Que estranho o bigode à Kaiser manter-se viçoso, disse em voz alta. De três em três dias, a não ser que houvesse algum contratempo, e havia-os com frequência, Miguel vinha passar a noite com ela, privilégio de oficial a combater na frente, tal como o posto de capitão lhe facultava um carro para transpor os quarenta quilómetros que separavam Arras de Neuve Chapelle, onde ele exercia a guerra. De início, o marido recusara a sugestão de Filippa ficar em Arras, demasiado próxima da frente de batalha, os alemães estão a 10 quilómetros, é uma loucura! Aí que te enganas, objectara o tio Louis François. Agora, quase três meses passados sobre a decisão, Miguel abençoava a ideia de a ter ali, duas vezes por semana, a abraçá-la, a amá-la, a sua doce Filippa, limpa, macia e, embora vergonhoso, a permitir-lhe aliviar-se do desejo, o quarto da casa de madame Seignier tornara-se um paraíso sonhado nas longas horas de espera nas trincheiras.
Pequenina e seca, madame Seignier usava o carrapito grisalho e o xaile preto dos lutos, o luto do marido na Bélgica, dia 30 de Agosto de 1914, logo no começo,
e a seguir, a 11 de Outubro, o luto da filha Ivette, do genro e do neto, mortos nos bombardeamentos de Lille, ocupada desde então pelos alemães, tantos lutos que nem dava para chorá-los. Os dois filhos homens combatiam na frente do Meuse e, num silêncio vazio, madame Seignier ia cumprindo as tarefas domésticas.
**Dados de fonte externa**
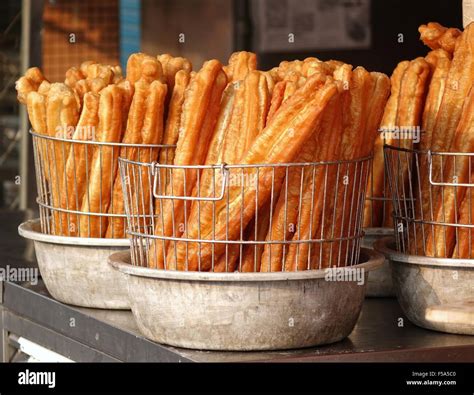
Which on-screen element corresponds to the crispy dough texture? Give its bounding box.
[224,51,257,82]
[149,60,227,268]
[79,85,123,237]
[418,22,461,53]
[174,77,339,270]
[61,92,99,236]
[423,23,474,256]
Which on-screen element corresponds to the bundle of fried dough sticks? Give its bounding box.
[146,53,390,272]
[364,22,474,258]
[16,53,192,238]
[17,52,390,272]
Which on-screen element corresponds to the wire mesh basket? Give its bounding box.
[364,133,393,228]
[364,167,392,228]
[30,131,174,238]
[119,157,371,272]
[384,145,474,258]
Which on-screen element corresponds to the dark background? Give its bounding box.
[248,0,462,75]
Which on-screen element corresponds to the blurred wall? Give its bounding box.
[256,0,462,75]
[142,0,233,70]
[42,0,119,81]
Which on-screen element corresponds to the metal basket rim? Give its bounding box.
[108,248,384,282]
[374,236,474,269]
[384,144,474,156]
[118,155,373,170]
[126,228,365,246]
[30,129,176,148]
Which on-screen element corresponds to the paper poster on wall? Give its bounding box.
[251,0,371,52]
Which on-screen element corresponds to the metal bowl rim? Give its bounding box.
[374,236,474,269]
[18,218,130,247]
[108,248,385,282]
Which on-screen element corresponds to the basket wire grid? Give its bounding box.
[364,136,392,228]
[30,130,174,238]
[119,157,372,272]
[384,145,474,258]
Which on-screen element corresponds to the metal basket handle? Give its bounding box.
[151,163,229,202]
[427,151,474,188]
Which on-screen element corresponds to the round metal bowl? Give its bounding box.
[18,219,130,309]
[109,250,383,350]
[374,237,474,335]
[362,228,395,298]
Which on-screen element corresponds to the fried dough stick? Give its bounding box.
[61,92,99,236]
[434,88,474,258]
[149,60,227,269]
[79,84,124,237]
[425,23,474,256]
[46,83,79,235]
[178,76,341,270]
[418,22,462,53]
[224,51,257,82]
[364,61,410,227]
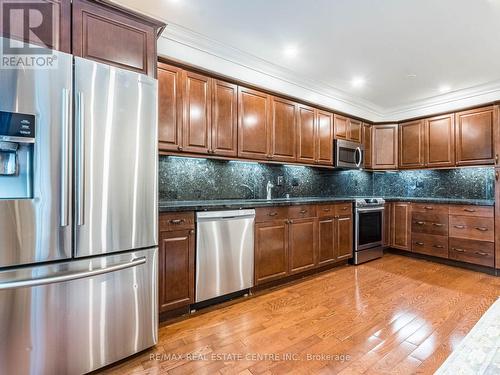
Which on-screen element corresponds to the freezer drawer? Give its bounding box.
[195,210,255,302]
[0,248,158,374]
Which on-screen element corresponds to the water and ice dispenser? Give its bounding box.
[0,111,35,199]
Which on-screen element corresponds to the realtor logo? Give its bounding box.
[0,1,57,69]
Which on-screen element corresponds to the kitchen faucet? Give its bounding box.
[266,181,274,201]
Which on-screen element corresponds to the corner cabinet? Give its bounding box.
[372,124,398,170]
[72,0,165,77]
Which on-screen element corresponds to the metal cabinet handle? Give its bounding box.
[61,89,71,227]
[169,219,185,225]
[0,257,146,290]
[75,92,85,226]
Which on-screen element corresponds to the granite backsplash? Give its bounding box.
[159,156,495,201]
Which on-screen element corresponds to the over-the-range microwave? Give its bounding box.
[333,139,365,169]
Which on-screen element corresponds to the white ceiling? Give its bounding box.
[111,0,500,121]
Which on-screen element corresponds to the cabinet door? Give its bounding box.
[425,114,455,168]
[363,124,372,169]
[455,107,495,165]
[391,202,411,250]
[238,87,271,159]
[158,229,194,312]
[399,120,425,169]
[158,63,182,151]
[72,0,157,76]
[297,105,316,164]
[334,115,349,139]
[347,119,362,143]
[372,124,398,169]
[0,0,71,53]
[382,203,392,247]
[316,111,333,165]
[182,71,212,154]
[335,215,353,260]
[318,217,337,266]
[255,220,288,285]
[271,97,297,162]
[211,79,238,156]
[288,218,318,274]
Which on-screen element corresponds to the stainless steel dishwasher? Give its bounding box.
[195,210,255,302]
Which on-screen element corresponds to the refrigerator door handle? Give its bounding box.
[61,89,70,227]
[75,92,85,226]
[0,257,146,290]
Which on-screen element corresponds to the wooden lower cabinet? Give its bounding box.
[158,229,195,312]
[288,218,317,274]
[255,220,288,285]
[391,202,411,250]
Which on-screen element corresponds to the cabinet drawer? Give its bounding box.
[450,205,494,217]
[411,203,449,214]
[288,205,316,219]
[411,233,448,258]
[449,237,495,267]
[159,212,194,232]
[255,207,288,223]
[335,203,352,216]
[316,204,335,218]
[450,216,495,242]
[411,212,448,236]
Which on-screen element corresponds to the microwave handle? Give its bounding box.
[354,147,363,168]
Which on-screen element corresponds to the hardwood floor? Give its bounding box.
[101,254,500,375]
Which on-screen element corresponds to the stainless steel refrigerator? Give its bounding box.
[0,39,158,374]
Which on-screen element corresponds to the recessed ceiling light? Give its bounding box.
[283,44,299,58]
[439,85,451,93]
[351,77,366,88]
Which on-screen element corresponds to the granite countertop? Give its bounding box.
[159,197,495,212]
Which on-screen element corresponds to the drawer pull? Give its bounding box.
[169,219,185,225]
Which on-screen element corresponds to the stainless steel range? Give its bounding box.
[354,198,385,264]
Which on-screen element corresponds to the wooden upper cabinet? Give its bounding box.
[238,86,271,160]
[182,71,212,153]
[297,105,317,164]
[372,124,398,169]
[335,115,349,139]
[362,124,372,169]
[158,63,182,151]
[270,96,297,162]
[425,114,455,168]
[347,119,363,143]
[391,202,411,250]
[0,0,71,53]
[316,111,333,165]
[399,120,425,169]
[455,106,495,165]
[211,79,238,156]
[72,0,164,76]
Só então reparou nas duas cartas colocadas na mesa do meio, notícias, ia ter notícias, o alvoroço afastou-lhe o cansaço. Uma era da mãe e a outra da irmã. Abriu primeiro esta, Maria Joana escrevia-lhe longas missivas carregadas de superlativos, como era de seu feitio, e narrava pequenas ocorrências que a enchiam de prazer, [...] o Tião já lê o jornal e sabe imenso da guerra, um dia destes escreve-te uma carta pela mão dele. O Zezinho tem uma paixão pelo pónei que o avô lhe deu pelos anos! Tem sido difícil convencê-lo que não pode trazê-lo para Lisboa. Dorme com a fotografia debaixo da almofada. Têm tantas saudades vossas, coitadinhos. É tão diferente educar rapazes e meninas! Mas cá me vou arranjando com a ajuda da Maman». In Luísa Beltrão, Moscas nos Olhos, Filippa na Grande Guerra, Edição Glaciar, Lisboa, 2014, ISBN 978-989-877-600-6.